# Electronic Market E-Commerce Data Analysis

## 1. Business Context & Goals

Electronic Market is a digital-first e-commerce platform focused on consumer electronics. Operating since 2019, it faced a significant revenue boom during the COVID-19 pandemic, followed by a decline as physical retail rebounded in 2021. This analysis aims to uncover patterns in revenue, customer behavior, product performance, and regional dynamics to deliver actionable recommendations for business optimization.
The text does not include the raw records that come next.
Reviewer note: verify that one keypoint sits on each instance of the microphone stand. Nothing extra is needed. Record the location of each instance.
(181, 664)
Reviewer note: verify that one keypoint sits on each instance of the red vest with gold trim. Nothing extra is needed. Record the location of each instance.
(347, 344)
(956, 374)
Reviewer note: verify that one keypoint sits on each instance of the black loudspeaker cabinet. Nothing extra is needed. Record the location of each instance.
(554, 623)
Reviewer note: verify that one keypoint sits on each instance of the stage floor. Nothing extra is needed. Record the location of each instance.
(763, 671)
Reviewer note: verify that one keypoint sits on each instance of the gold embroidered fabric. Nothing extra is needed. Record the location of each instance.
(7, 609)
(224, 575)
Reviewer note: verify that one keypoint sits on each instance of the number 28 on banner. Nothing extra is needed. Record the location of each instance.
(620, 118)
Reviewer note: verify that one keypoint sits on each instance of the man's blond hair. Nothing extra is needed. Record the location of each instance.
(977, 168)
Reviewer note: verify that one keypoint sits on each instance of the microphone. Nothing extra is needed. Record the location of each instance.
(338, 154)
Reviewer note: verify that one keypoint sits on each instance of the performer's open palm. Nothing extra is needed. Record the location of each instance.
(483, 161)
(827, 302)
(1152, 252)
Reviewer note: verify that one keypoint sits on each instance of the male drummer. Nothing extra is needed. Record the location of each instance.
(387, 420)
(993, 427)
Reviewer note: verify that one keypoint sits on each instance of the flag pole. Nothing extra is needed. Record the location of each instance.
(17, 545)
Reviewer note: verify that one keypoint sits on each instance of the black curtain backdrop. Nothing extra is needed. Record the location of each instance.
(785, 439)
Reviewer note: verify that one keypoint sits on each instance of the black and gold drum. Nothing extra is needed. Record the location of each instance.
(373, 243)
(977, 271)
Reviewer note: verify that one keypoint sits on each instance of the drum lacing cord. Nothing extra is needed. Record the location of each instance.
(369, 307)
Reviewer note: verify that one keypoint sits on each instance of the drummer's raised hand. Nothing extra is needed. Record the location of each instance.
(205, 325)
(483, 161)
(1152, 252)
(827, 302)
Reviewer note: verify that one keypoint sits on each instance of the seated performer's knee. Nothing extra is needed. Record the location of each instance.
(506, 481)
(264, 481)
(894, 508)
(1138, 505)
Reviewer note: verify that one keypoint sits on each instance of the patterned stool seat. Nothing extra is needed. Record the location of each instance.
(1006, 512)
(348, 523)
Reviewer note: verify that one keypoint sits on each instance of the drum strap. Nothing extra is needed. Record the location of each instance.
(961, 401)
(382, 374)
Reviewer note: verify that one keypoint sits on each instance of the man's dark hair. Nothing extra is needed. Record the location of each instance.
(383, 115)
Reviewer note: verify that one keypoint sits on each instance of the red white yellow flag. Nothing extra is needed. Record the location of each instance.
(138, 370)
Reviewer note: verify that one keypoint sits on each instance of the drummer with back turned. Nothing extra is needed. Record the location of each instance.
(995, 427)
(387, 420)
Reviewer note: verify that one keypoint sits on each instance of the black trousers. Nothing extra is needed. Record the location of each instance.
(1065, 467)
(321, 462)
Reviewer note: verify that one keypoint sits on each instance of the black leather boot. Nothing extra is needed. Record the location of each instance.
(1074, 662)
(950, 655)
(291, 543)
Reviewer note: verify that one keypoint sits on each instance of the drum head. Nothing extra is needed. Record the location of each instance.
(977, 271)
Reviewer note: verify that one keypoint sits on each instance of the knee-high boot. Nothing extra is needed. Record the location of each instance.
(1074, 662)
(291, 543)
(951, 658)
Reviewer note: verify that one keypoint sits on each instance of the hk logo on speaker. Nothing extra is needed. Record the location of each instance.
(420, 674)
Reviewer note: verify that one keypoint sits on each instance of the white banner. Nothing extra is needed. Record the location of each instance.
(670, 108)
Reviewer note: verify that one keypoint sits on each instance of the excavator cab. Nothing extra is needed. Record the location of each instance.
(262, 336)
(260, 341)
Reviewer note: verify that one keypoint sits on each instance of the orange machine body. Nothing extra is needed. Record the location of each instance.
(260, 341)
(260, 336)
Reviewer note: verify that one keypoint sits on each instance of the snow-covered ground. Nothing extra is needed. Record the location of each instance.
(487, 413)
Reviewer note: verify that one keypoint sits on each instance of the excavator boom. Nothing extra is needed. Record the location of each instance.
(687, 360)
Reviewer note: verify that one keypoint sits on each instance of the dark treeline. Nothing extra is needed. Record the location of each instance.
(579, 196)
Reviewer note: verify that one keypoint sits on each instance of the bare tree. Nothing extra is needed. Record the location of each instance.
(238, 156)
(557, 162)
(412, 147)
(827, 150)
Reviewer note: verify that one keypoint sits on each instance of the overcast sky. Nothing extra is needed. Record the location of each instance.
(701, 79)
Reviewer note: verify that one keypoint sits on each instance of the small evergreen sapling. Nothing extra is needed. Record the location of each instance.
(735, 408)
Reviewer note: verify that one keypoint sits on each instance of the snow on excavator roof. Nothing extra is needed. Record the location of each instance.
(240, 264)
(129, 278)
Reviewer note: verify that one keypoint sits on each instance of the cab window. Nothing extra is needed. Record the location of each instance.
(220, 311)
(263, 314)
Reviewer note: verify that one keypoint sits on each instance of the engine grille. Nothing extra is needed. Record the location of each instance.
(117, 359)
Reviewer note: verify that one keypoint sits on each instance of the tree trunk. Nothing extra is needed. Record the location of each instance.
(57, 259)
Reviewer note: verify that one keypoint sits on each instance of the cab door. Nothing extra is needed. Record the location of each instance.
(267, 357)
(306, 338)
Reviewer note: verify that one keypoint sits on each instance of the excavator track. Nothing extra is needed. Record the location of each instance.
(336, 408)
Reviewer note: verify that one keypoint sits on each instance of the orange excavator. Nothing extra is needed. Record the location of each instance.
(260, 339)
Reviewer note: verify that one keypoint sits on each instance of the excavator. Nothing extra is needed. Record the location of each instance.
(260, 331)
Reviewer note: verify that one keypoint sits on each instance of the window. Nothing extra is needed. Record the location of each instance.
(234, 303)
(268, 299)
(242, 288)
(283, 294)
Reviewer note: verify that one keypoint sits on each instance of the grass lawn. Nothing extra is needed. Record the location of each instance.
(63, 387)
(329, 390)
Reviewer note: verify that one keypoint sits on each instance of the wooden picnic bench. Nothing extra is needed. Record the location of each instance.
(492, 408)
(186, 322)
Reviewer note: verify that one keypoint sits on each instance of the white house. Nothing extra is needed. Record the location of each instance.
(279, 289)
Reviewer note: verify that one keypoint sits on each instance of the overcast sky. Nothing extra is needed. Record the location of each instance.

## 2. Data Loading & Preview

## Executive KPI Summary

The following table summarizes key business metrics extracted from the Electronic Market dataset:

In [None]:
import pandas as pd

# Precomputed KPI values
summary_df = pd.DataFrame({
    "Metric": [
        "Total Revenue (2021)",
        "Repeat Buyer Rate",
        "Top Product Revenue %",
        "Avg. Time to Ship (Corrected)",
        "Regional Leader"
    ],
    "Value": [
        "$1,240,539",
        "22.5%",
        "12.8%",
        "2.0 days",
        "EMEA / 36.4%"
    ]
})

display(summary_df)

In [None]:
import pandas as pd
import matplotlib.pyplot as plt
import seaborn as sns

plt.style.use('seaborn-v0_8-deep')
sns.set_theme()

# Load Excel file
xls = pd.ExcelFile("electronic_market_dataset.xlsx")
orders_raw = xls.parse("orders_cleaned")
orders = orders_raw[1:].copy()
orders.columns = orders_raw.iloc[0]
orders = orders.dropna(subset=["USD_PRICE"])

# Preview loaded data
display(orders.head())

## 3. Data Cleaning & Preparation

In [None]:
# Type casting and formatting
orders["USD_PRICE"] = orders["USD_PRICE"].astype(float)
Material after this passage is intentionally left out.